The City of San Francisco and the SF Police Department announced a new effort Wednesday to address an uptick in brazen retail theft in the city.

Months after SF made national news from one viral video in particular of a thief ripping off a Walgreens in June while a security guard stood idly by, Mayor London Breed and Police Chief Bill Scott gave a press conference Wednesday to announce the new Organized Retail Theft Investigation and Deterrence Strategy. As the Chronicle reports, the initiative will expand the existing Organized Retail Crime Unit from two to five investigators, and it will also create two new department positions dedicated to retail theft.

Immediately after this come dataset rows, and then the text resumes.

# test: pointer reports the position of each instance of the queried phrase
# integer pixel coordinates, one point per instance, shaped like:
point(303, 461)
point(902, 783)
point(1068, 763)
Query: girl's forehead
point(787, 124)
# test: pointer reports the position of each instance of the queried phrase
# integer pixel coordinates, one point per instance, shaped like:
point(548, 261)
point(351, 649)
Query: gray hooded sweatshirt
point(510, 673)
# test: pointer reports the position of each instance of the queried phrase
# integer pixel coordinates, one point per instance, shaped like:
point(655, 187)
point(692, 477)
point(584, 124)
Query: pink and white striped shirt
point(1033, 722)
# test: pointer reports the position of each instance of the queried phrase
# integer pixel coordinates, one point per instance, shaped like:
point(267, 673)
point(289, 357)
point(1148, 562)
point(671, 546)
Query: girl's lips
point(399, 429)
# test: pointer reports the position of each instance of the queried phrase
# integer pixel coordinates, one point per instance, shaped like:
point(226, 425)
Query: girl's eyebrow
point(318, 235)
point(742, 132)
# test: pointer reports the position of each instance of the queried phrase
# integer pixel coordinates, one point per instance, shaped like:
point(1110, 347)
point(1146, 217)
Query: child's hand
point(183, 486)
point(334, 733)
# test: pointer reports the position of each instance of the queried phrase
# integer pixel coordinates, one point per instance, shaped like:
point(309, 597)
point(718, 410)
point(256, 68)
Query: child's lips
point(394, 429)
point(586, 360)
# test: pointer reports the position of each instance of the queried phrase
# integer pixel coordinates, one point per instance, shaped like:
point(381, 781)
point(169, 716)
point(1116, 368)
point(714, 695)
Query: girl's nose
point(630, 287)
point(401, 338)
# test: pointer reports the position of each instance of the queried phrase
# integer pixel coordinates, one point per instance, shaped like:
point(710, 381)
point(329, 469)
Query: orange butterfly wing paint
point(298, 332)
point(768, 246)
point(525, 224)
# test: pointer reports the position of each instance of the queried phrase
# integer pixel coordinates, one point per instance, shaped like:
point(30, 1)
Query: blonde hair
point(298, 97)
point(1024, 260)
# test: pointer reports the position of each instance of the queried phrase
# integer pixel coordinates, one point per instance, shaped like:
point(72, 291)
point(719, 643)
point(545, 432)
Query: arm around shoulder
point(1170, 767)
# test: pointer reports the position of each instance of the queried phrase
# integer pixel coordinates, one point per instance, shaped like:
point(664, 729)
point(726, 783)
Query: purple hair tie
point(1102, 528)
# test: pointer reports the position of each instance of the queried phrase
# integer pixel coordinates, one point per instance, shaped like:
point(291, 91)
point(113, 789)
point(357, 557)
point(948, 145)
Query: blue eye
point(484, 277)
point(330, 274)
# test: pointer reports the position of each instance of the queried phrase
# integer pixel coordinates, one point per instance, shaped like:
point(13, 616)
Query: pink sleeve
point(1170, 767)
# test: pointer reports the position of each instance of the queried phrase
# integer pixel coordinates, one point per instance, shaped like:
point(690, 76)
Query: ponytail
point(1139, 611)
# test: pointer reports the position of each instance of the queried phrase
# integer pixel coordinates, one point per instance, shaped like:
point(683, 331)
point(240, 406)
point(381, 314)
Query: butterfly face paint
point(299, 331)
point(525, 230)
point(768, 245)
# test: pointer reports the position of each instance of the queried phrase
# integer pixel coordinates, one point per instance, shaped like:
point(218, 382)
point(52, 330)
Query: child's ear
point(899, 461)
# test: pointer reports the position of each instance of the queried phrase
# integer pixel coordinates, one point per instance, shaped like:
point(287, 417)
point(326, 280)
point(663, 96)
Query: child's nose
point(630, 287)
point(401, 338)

One of those new positions, a lieutenant, will be in charge of overseeing a crew of so-called “10B” officers — often retired police officers who work privately funded beats, in this case going to do foot patrols at 34 retail locations around the city.

The other new position, a sergeant, will work with retailers on prevention strategies, and focus on the patrol side with the rank and file.

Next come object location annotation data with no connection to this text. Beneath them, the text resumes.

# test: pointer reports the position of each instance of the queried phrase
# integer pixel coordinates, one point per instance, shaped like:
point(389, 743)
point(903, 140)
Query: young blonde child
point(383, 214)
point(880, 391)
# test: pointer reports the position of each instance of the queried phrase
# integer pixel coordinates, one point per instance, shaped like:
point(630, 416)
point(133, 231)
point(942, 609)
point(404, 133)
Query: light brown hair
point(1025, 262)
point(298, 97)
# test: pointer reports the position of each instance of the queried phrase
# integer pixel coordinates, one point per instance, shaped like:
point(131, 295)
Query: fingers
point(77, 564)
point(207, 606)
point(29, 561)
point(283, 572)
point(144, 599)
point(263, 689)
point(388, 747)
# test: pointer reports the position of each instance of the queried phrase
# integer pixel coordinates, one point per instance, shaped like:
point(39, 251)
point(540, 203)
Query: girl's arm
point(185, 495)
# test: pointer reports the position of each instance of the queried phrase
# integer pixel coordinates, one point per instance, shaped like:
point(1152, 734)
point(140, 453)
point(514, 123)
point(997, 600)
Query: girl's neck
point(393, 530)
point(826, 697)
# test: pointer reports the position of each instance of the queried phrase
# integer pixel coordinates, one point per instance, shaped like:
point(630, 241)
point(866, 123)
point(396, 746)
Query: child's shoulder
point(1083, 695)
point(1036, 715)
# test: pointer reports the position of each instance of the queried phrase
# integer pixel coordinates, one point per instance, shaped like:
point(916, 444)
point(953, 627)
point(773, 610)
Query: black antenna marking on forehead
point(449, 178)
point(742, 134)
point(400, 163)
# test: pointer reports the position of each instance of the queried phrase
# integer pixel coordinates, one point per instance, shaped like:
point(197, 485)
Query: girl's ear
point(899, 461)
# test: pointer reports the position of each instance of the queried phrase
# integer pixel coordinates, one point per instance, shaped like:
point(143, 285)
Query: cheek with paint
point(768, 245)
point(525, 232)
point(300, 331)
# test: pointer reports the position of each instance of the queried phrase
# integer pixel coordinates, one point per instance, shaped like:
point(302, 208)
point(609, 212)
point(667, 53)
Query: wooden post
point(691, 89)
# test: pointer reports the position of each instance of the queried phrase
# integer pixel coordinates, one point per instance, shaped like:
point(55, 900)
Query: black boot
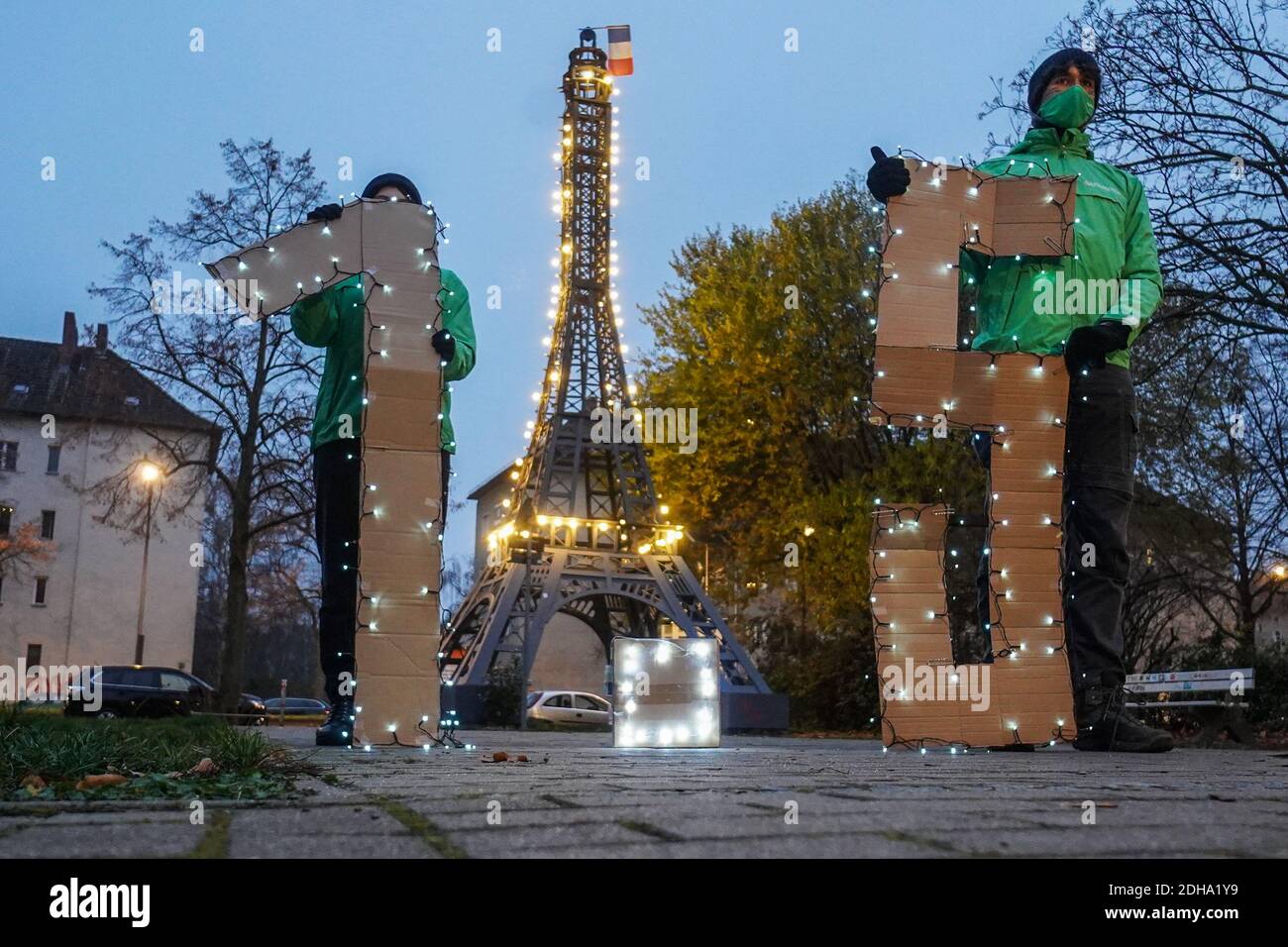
point(338, 729)
point(1104, 723)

The repeat retail burglar from the Walgreens incident was arrested shortly thereafter, but that was just one high-profile example of something that's been an ongoing problem for the city, which is widespread property crime in general. As the Chronicle notes, shoplifting rates were still below pre-pandemic levels this past spring, but San Francisco has ranked highest for per-capita property crime of any major city for several years now — led by an epidemic of car break-ins.

At a "CompStat" briefing in July, Mayor Breed said that the same 10 groups of thieves were responsible for 1,000 burglaries and car break-ins each month in San Francisco. And she addressed the outsized perception of crime in the city, which is contradicted by data that has shown crime, especially violent crime, going down here.

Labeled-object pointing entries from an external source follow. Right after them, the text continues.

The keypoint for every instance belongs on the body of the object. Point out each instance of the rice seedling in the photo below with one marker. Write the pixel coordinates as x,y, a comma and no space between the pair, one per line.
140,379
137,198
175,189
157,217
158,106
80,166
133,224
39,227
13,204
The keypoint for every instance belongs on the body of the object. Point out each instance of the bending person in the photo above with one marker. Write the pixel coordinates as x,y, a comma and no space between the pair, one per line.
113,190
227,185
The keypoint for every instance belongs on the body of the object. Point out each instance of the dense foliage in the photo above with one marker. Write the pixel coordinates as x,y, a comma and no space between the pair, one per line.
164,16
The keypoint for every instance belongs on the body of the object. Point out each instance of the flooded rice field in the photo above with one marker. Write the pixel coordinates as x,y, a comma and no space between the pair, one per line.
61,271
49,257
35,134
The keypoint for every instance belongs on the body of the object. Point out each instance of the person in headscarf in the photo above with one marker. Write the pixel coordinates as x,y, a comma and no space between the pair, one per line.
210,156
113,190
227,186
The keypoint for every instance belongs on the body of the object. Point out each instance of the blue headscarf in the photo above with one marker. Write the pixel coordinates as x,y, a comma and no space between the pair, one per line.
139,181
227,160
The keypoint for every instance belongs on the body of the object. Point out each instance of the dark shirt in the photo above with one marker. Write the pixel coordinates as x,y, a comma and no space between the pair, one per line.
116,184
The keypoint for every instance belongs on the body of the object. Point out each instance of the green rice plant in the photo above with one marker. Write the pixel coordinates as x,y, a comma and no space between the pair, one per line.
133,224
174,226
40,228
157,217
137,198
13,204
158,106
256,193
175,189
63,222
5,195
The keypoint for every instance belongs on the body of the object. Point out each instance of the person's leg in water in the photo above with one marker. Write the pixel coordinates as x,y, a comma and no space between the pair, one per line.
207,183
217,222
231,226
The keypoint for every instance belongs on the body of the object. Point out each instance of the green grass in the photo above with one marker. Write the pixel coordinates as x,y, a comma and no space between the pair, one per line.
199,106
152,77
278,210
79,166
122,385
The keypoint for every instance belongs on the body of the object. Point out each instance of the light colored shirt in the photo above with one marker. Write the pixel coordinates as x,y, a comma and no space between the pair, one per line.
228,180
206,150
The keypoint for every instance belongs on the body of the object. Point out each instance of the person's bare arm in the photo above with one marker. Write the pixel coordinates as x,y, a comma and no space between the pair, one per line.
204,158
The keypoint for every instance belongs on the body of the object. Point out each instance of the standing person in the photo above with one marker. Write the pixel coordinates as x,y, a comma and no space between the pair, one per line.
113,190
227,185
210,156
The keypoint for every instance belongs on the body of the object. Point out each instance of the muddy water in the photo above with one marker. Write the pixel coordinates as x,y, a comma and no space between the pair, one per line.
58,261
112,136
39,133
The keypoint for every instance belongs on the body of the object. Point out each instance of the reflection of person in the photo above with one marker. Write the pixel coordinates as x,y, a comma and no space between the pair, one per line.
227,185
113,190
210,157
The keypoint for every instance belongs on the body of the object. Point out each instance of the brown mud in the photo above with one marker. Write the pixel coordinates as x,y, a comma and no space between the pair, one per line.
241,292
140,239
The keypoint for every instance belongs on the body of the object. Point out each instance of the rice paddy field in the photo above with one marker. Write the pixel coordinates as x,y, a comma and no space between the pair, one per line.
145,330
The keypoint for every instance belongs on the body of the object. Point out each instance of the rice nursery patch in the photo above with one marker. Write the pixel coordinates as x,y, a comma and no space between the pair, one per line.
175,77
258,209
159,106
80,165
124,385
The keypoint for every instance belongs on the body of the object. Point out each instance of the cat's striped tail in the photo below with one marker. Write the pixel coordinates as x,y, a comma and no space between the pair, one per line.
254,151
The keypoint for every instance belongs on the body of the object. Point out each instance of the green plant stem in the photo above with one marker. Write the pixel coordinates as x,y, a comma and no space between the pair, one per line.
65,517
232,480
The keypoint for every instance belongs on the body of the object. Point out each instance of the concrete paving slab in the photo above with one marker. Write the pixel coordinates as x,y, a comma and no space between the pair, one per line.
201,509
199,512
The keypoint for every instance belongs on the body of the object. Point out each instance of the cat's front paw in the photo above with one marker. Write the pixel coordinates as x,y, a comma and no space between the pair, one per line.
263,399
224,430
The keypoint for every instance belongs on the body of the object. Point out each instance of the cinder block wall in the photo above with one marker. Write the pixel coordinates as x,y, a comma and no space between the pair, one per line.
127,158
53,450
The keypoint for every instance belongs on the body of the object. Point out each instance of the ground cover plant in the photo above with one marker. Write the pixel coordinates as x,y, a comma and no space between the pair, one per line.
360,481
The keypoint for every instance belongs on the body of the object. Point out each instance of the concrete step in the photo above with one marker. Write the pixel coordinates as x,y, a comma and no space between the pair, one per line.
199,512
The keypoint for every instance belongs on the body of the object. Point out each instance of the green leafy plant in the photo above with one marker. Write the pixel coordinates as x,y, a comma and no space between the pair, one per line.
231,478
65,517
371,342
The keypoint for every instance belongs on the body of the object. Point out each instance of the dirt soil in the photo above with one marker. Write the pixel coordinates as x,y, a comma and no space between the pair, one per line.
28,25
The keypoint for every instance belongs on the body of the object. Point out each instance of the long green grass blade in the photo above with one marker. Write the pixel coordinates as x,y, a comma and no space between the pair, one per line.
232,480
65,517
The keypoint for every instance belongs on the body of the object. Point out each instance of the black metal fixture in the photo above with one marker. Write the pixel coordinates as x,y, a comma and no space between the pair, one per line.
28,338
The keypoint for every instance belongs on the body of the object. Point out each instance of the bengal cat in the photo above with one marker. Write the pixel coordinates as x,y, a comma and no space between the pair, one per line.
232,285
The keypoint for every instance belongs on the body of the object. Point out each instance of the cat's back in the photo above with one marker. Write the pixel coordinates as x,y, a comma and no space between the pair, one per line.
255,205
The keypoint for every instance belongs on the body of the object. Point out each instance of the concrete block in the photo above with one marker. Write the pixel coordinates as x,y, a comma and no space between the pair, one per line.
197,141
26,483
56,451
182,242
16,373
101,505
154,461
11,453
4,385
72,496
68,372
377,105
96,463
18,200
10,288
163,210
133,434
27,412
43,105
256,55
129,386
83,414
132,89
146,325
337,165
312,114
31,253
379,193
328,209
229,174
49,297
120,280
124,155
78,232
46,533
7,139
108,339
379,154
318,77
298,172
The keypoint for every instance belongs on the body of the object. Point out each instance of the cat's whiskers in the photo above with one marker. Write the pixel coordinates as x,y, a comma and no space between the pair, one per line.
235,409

"We know that numbers don’t matter when you’re the victim of a crime; any crime, in any capacity," Breed said at the time. "But at the end of the day, we have to use this data to make a decision about our policies and our investment."

Breed described the new retail theft initiative as "all-hands-on-deck approach," and it will involve partnerships with local merchants as well as the California Highway Patrol’s Organized Retail Crime Task Force.

As SFPD Deputy Chief David Lazar tells the Chronicle, "We can’t do this work alone — we have to partner with the community and in this case, the merchants and the retailers. We have to have an accurate picture of what’s happening so that we can make decisions about deployment, we can think about prevention and we can think about what we need to do to investigate crime."

Problems with brazen retail theft exist well outside the borders of San Francisco, though. In July, Governor Gavin Newsom announced an extension of an existing state law that allows for harsher prosecution of retail crimes when suspects act in concert with others.